The timing of this growth speaks directly to a structural transformation underway across global banking. Large financial institutions — the tier-one and tier-two banks that for decades ran their operations on monolithic, decades-old core systems — have reached an inflection point. Regulatory complexity, the competitive pressure from digital-native challengers, and the sheer operational cost of maintaining aging infrastructure have converged to make core banking replacement an urgent rather than aspirational agenda item. Thought Machine's Vault platform, built from inception on cloud-native principles, is positioned as one of the most technically credible alternatives to those legacy stacks.

What distinguishes Thought Machine's commercial position from some of its competitors is its deliberate focus on the upper end of the market. Rather than building revenue quickly through mid-market or challenger-bank clients — a route that generates volume but often thinner, more fragile contracts — the company has pursued relationships with institutions whose complexity demands sophisticated, deeply integrated core infrastructure. That strategy carries longer sales cycles and more demanding implementation requirements, but it produces the kind of durable ARR base that the latest accounts confirm is now firmly in place.

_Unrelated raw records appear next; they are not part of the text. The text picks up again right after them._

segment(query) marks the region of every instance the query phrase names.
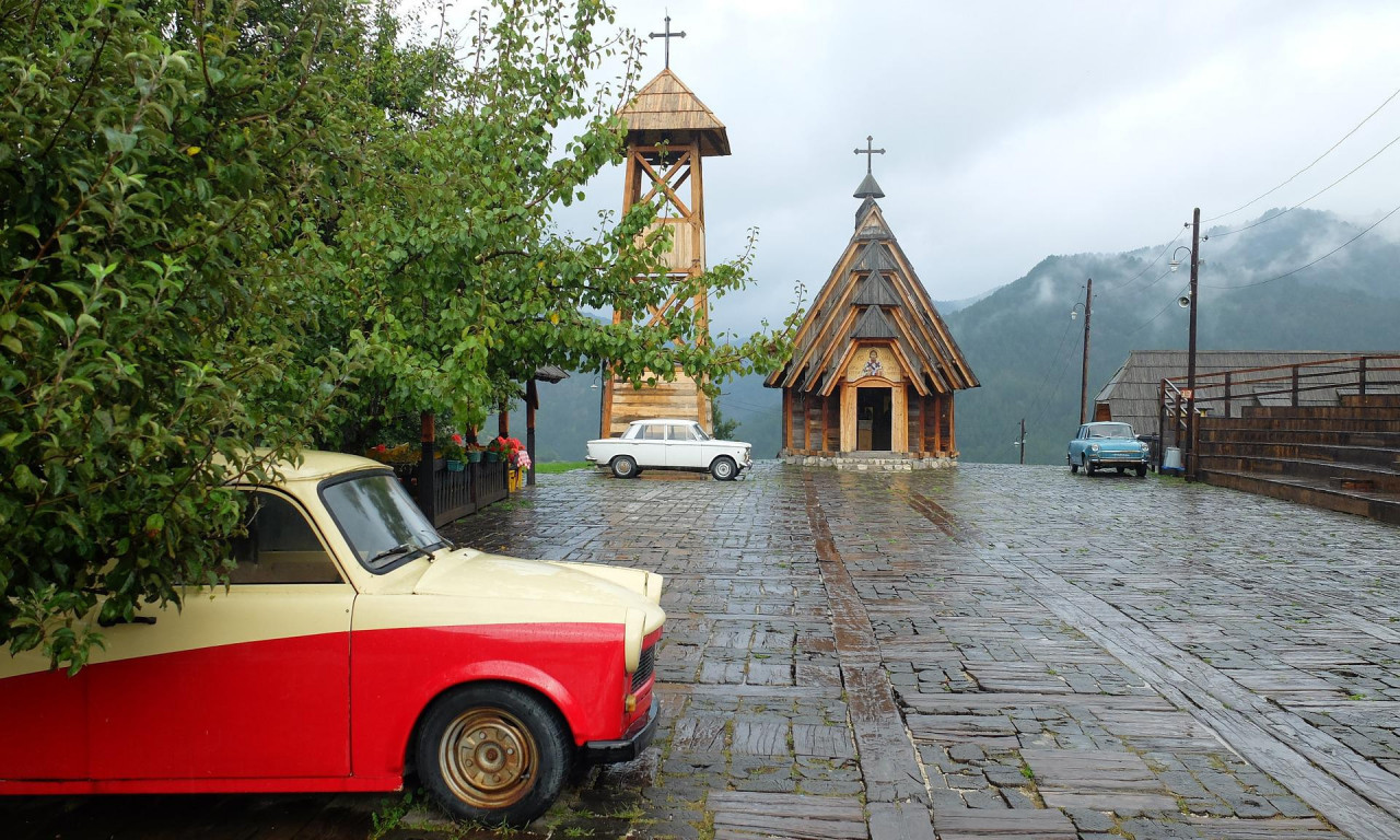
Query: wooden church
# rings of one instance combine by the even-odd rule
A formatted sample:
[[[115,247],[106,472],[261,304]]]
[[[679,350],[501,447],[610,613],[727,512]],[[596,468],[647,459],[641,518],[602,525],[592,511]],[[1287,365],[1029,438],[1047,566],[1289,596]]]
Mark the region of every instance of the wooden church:
[[[883,150],[855,150],[883,154]],[[855,234],[798,328],[783,389],[783,456],[799,463],[951,466],[953,395],[977,388],[875,199],[867,158]]]
[[[706,270],[704,178],[707,157],[728,155],[729,136],[724,123],[671,70],[671,38],[685,32],[652,32],[665,38],[666,67],[637,91],[619,112],[627,126],[627,171],[623,189],[623,213],[634,204],[661,202],[658,225],[671,227],[671,249],[665,255],[666,273],[672,277],[697,277]],[[645,279],[638,279],[645,280]],[[692,309],[700,342],[708,340],[708,300],[706,288],[687,300],[669,300],[650,312],[615,312],[613,322],[644,318],[647,323],[664,322],[678,308]],[[696,420],[711,430],[710,399],[703,382],[696,382],[679,367],[669,381],[659,375],[654,385],[634,388],[629,381],[605,377],[602,393],[601,437],[626,431],[627,424],[644,417],[680,417]]]

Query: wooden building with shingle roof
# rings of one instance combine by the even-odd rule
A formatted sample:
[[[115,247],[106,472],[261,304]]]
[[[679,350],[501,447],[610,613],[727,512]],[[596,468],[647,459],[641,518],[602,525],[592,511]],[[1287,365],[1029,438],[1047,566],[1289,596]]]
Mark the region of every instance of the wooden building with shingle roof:
[[[977,377],[885,221],[883,196],[867,167],[855,232],[798,328],[792,360],[764,381],[783,389],[784,456],[837,466],[958,458],[953,396]]]
[[[724,123],[671,71],[669,64],[643,85],[617,116],[627,126],[623,214],[634,204],[659,200],[655,224],[671,228],[666,276],[699,277],[706,270],[703,161],[729,154],[729,134]],[[652,279],[638,277],[638,281],[650,283]],[[665,322],[680,308],[687,308],[696,319],[697,340],[707,342],[708,301],[707,290],[700,288],[690,298],[672,295],[648,312],[615,311],[613,323],[631,318],[647,323]],[[685,417],[710,430],[710,398],[704,393],[704,382],[692,379],[680,367],[669,375],[662,371],[652,374],[654,382],[641,388],[634,388],[627,379],[605,377],[602,437],[622,434],[629,423],[645,417]]]

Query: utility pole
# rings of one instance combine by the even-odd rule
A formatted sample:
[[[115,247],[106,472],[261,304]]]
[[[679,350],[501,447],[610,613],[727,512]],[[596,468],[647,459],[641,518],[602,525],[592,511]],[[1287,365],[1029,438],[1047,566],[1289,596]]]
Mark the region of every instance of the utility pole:
[[[1093,305],[1093,277],[1089,277],[1089,291],[1084,295],[1084,372],[1079,375],[1079,426],[1089,414],[1089,308]]]
[[[1186,480],[1196,479],[1196,288],[1197,255],[1201,249],[1201,209],[1191,213],[1191,328],[1186,344]],[[1085,318],[1088,321],[1088,318]]]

The broader competitive landscape for core banking modernisation remains fiercely contested. Incumbents such as FIS, Fiserv, and Temenos continue to hold enormous installed bases, while newer challengers including Mambu and 10x Banking compete for overlapping segments. Against this backdrop, reaching US$100 million in both total revenue and ARR — backed by audited financials rather than management estimates — provides Thought Machine with a level of credibility that materially strengthens its position in ongoing and prospective enterprise negotiations. Banks evaluating a decade-long infrastructure commitment want evidence that their vendor will survive and scale alongside them.

The audited nature of these results deserves particular emphasis in a sector that has not always distinguished itself for financial transparency. Audited accounts carry a standard of verification that fundraising announcements or unaudited management briefings do not. For procurement teams at regulated financial institutions navigating vendor due diligence, that distinction is operationally important and commercially meaningful.

What This Means for Core Banking and the Wider Market

Thought Machine's 2025 performance establishes a new benchmark for what a modern core banking vendor can achieve at scale within a relatively compressed timeframe. The combination of 57% revenue growth, total revenue exceeding US$100 million, and ARR crossing the same threshold provides a rare triple confirmation that demand for cloud-native core infrastructure among established banks is not only real but accelerating. For chief information officers and chief technology officers weighing the risks of core transformation, commercial proof points of this magnitude reduce the perceived execution risk of choosing a non-incumbent vendor. For investors and competitors alike, these numbers reframe the competitive dynamics of one of financial technology's most strategically consequential segments. The modernisation of the global banking core is no longer a promise — it is a market, and Thought Machine has just announced, in audited terms, that it is one of that market's defining players.